Les 5 recommandations de l’étude pour renforcer la cybersécurité des collectivités
L’étude de Cybermalveillance.gouv.fr ne se limite pas à dresser un constat alarmant. Elle propose également des pistes concrètes pour aider les collectivités locales à mieux se protéger face aux cybermenaces. Voici les principales recommandations que l’on peut déduire de ce rapport :
1. Renforcer la sensibilisation des élus et agents :
Une majorité des collectivités (62 %) appellent à des campagnes de formation et de sensibilisation pour améliorer la compréhension des risques et des bonnes pratiques en cybersécurité.
2. Augmenter les budgets dédiés à la sécurité informatique :
Avec 77 % des collectivités consacrant moins de 2 000 euros à la cybersécurité, il est essentiel de revoir ces enveloppes budgétaires à la hausse, en particulier pour les petites communes.
3. Faciliter l’accès aux outils de sécurisation :
Plus de la moitié des collectivités (54 %) réclament des solutions techniques adaptées à leurs besoins, afin de protéger efficacement leurs systèmes d’information.
4. Renforcer l’accompagnement financier et technique :
45 % des collectivités jugent indispensable un soutien financier accru, mais aussi un accompagnement pratique pour choisir et déployer des solutions adaptées.

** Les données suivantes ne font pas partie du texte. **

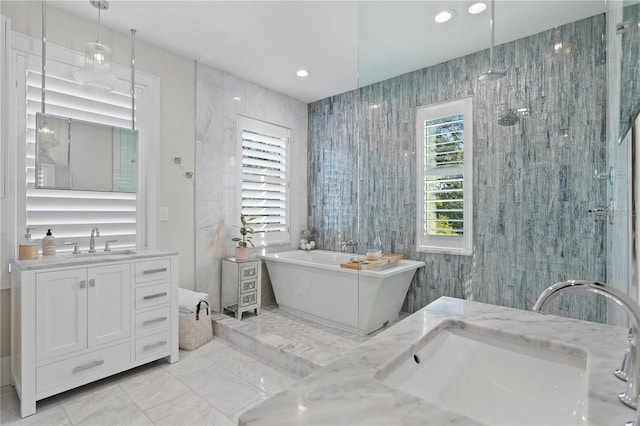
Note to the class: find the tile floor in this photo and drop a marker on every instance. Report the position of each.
(212, 385)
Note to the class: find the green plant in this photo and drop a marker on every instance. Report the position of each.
(245, 230)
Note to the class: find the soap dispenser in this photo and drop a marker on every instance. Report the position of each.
(49, 244)
(28, 249)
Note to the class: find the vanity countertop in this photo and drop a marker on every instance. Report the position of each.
(68, 259)
(347, 392)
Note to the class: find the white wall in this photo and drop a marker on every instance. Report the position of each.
(177, 123)
(217, 211)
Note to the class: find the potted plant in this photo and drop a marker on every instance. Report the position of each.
(243, 241)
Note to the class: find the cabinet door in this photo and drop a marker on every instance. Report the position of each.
(61, 312)
(109, 302)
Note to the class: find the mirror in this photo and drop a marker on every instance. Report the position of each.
(80, 155)
(629, 84)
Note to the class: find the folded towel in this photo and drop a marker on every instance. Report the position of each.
(188, 300)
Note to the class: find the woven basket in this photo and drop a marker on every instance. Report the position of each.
(195, 328)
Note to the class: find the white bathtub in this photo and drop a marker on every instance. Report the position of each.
(313, 285)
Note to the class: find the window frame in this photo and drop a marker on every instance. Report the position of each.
(265, 239)
(26, 50)
(458, 245)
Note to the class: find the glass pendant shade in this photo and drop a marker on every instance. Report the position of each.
(97, 68)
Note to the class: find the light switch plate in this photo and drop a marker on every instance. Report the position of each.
(164, 214)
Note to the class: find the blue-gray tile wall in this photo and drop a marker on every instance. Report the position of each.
(533, 182)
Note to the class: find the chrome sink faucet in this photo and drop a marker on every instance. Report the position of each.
(631, 395)
(95, 232)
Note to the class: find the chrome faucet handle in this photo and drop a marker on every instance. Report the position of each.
(107, 245)
(76, 250)
(622, 373)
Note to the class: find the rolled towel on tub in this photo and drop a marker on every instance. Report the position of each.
(188, 300)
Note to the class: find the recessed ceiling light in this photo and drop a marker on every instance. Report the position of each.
(477, 8)
(444, 16)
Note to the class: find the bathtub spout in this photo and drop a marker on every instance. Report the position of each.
(345, 245)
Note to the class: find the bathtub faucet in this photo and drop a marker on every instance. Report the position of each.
(344, 245)
(631, 395)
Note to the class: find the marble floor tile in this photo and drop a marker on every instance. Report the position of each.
(187, 409)
(46, 414)
(152, 388)
(225, 391)
(190, 361)
(106, 406)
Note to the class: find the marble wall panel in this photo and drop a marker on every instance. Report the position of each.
(534, 181)
(217, 211)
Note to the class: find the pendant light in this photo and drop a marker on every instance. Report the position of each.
(493, 73)
(97, 73)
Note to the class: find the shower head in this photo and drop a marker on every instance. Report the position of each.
(492, 75)
(509, 119)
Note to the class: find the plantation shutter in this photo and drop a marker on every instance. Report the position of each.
(264, 179)
(72, 214)
(445, 177)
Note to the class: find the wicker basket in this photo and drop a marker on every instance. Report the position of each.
(195, 328)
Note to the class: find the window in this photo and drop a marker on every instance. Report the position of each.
(264, 180)
(445, 179)
(72, 214)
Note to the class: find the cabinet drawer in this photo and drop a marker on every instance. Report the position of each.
(152, 270)
(96, 363)
(152, 322)
(154, 344)
(153, 295)
(248, 285)
(248, 299)
(249, 271)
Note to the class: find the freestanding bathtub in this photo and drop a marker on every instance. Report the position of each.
(313, 285)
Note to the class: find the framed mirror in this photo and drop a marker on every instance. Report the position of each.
(81, 155)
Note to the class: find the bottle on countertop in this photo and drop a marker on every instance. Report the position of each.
(28, 249)
(48, 244)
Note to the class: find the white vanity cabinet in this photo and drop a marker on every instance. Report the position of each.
(77, 320)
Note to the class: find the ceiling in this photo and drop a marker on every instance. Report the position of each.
(343, 44)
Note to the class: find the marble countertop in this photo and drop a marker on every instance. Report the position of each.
(347, 392)
(69, 259)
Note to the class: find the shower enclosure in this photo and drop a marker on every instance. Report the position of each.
(543, 148)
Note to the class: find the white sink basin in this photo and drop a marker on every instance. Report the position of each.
(101, 253)
(496, 380)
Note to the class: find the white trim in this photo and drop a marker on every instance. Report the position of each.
(446, 244)
(5, 371)
(147, 87)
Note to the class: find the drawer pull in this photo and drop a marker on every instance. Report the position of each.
(153, 321)
(87, 366)
(154, 345)
(154, 296)
(154, 271)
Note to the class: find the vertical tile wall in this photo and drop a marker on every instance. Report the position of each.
(217, 210)
(534, 181)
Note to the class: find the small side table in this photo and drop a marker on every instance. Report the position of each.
(241, 285)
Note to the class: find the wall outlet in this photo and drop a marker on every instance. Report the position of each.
(164, 214)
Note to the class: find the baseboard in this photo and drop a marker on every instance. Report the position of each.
(5, 370)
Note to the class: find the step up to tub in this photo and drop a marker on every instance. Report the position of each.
(371, 264)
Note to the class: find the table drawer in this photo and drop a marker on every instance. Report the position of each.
(153, 295)
(248, 299)
(247, 286)
(152, 322)
(95, 363)
(153, 270)
(152, 345)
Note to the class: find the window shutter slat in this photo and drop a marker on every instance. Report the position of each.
(72, 214)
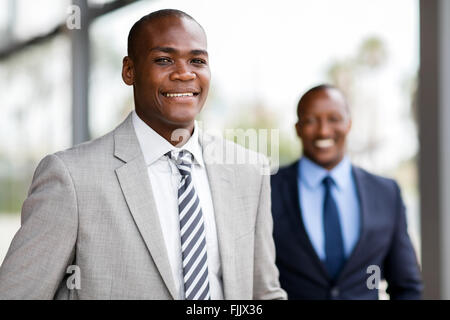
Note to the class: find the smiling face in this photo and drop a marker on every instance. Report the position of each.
(169, 72)
(324, 122)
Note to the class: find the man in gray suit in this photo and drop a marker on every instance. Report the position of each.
(150, 210)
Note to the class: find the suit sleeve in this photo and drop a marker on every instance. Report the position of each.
(266, 283)
(401, 267)
(44, 246)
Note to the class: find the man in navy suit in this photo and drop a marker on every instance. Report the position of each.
(337, 228)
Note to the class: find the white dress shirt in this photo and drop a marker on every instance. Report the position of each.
(164, 179)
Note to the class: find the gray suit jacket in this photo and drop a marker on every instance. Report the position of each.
(92, 206)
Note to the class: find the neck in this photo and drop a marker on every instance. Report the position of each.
(176, 134)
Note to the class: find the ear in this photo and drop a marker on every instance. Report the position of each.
(298, 129)
(128, 71)
(349, 125)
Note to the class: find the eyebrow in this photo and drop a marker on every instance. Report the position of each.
(173, 50)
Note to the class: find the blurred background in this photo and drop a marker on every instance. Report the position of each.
(60, 86)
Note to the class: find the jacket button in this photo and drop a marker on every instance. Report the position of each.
(334, 292)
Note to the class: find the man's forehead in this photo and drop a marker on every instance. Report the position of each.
(321, 98)
(173, 30)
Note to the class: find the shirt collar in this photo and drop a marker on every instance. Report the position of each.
(154, 146)
(313, 174)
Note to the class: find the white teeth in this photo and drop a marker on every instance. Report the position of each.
(187, 94)
(324, 143)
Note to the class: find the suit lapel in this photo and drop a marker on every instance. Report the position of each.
(291, 195)
(138, 194)
(221, 177)
(364, 203)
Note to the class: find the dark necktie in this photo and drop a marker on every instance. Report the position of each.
(192, 232)
(334, 245)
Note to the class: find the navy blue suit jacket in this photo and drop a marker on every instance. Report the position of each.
(383, 242)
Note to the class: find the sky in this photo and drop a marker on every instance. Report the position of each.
(261, 52)
(266, 52)
(272, 51)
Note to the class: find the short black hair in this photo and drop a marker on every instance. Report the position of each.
(136, 28)
(320, 87)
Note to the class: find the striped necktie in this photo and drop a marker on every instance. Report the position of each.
(192, 232)
(334, 244)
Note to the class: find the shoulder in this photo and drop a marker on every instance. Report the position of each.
(90, 151)
(220, 151)
(285, 172)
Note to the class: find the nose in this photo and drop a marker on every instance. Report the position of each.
(182, 72)
(324, 128)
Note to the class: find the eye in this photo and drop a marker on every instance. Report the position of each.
(309, 121)
(163, 60)
(334, 119)
(198, 61)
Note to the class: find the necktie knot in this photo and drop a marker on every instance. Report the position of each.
(183, 160)
(328, 182)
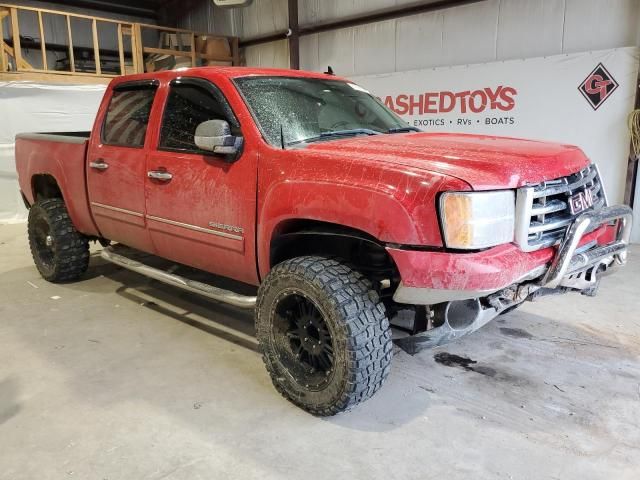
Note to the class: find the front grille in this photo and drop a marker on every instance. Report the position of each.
(543, 211)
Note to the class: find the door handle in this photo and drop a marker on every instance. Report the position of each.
(159, 175)
(99, 165)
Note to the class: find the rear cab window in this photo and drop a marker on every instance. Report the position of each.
(127, 117)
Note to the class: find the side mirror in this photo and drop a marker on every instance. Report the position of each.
(215, 136)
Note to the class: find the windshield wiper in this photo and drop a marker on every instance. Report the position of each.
(403, 129)
(337, 133)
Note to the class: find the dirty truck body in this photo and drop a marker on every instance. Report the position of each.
(308, 187)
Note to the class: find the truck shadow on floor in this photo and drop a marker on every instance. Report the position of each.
(528, 373)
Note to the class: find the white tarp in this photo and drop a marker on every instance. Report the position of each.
(34, 107)
(563, 98)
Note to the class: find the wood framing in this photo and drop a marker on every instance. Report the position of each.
(96, 65)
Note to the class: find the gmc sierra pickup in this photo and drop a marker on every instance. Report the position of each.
(345, 218)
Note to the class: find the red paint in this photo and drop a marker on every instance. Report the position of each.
(384, 185)
(490, 269)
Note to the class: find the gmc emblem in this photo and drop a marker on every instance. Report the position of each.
(580, 201)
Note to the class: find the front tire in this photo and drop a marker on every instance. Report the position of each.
(323, 333)
(59, 251)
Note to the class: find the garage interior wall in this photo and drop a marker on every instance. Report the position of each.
(55, 29)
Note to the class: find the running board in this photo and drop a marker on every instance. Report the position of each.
(200, 288)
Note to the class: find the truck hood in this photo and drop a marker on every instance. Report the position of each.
(483, 162)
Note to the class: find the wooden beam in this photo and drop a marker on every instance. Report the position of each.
(76, 74)
(72, 61)
(121, 50)
(43, 47)
(235, 51)
(17, 50)
(51, 77)
(23, 65)
(96, 47)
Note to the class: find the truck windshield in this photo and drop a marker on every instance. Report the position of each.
(301, 110)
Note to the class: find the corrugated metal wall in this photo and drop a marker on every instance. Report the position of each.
(487, 31)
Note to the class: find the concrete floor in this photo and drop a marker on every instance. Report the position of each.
(119, 377)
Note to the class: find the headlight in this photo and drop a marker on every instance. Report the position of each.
(473, 220)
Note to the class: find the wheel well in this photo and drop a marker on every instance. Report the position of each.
(44, 187)
(296, 238)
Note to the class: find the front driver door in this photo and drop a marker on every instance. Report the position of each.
(201, 206)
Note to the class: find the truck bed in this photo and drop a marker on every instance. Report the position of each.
(63, 157)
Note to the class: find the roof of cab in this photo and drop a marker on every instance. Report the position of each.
(230, 72)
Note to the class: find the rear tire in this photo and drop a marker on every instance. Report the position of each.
(323, 333)
(59, 251)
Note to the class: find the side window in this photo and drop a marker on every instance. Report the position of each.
(128, 116)
(191, 102)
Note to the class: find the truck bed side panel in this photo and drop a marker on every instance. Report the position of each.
(64, 158)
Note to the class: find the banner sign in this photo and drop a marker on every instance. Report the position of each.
(580, 99)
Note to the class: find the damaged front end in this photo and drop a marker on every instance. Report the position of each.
(590, 244)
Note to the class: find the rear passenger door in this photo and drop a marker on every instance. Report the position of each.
(116, 168)
(202, 213)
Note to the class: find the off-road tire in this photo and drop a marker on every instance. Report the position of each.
(356, 317)
(67, 256)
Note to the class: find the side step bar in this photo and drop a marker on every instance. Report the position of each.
(203, 289)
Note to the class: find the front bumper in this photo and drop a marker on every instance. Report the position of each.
(429, 278)
(470, 290)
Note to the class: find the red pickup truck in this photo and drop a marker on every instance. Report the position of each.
(306, 186)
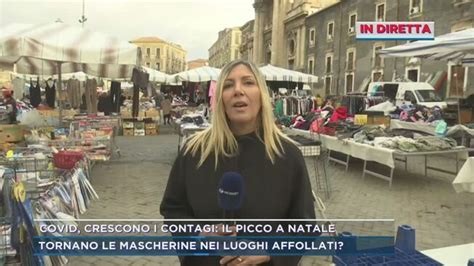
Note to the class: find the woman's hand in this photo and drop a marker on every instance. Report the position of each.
(244, 260)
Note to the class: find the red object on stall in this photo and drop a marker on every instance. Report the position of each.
(67, 159)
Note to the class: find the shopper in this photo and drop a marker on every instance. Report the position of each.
(10, 103)
(243, 138)
(166, 107)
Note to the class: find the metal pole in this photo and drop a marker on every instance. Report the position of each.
(60, 87)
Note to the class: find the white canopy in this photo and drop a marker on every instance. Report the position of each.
(274, 73)
(158, 76)
(200, 74)
(456, 46)
(41, 49)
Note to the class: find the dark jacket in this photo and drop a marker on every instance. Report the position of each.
(272, 191)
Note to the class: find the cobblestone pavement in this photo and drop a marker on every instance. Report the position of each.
(132, 186)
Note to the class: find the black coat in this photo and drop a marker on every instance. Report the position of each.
(272, 191)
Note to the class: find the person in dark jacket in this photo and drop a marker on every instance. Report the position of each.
(244, 139)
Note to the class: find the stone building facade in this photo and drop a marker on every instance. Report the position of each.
(161, 55)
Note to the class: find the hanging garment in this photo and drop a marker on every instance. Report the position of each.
(35, 94)
(115, 94)
(91, 96)
(212, 92)
(74, 92)
(50, 92)
(18, 86)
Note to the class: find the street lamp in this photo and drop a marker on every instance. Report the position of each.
(83, 19)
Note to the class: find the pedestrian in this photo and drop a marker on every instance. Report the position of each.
(166, 107)
(243, 138)
(10, 103)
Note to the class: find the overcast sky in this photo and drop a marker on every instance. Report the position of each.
(194, 24)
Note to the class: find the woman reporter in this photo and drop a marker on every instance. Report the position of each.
(243, 138)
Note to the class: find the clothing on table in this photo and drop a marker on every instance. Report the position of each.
(91, 96)
(212, 93)
(74, 92)
(166, 106)
(12, 109)
(140, 81)
(18, 86)
(191, 193)
(35, 93)
(50, 92)
(115, 94)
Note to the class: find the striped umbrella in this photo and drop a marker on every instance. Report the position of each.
(200, 74)
(60, 48)
(273, 73)
(457, 47)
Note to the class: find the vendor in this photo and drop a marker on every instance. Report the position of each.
(10, 103)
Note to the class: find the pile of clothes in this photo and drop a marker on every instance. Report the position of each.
(418, 144)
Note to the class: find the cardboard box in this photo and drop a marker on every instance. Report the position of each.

5. Encourager une meilleure planification stratégique :
L’étude insiste sur la nécessité de mettre en place des procédures de réaction en cas de cyberattaque. Cela passe par l’élaboration de plans d’urgence et de continuité d’activité, aujourd’hui absents ou méconnus dans 78 % des collectivités.
Méthodologie
* L’étude, réalisée par OpinionWay pour Cybermalveillance.gouv.fr, s’appuie sur un panel de 1 710 élus et agents communaux responsables de l’informatique et de la sécurité dans des communes de moins de 25 000 habitants, en métropole et outre-mer. Elle a été conduite entre le 26 août et le 4 octobre 2024.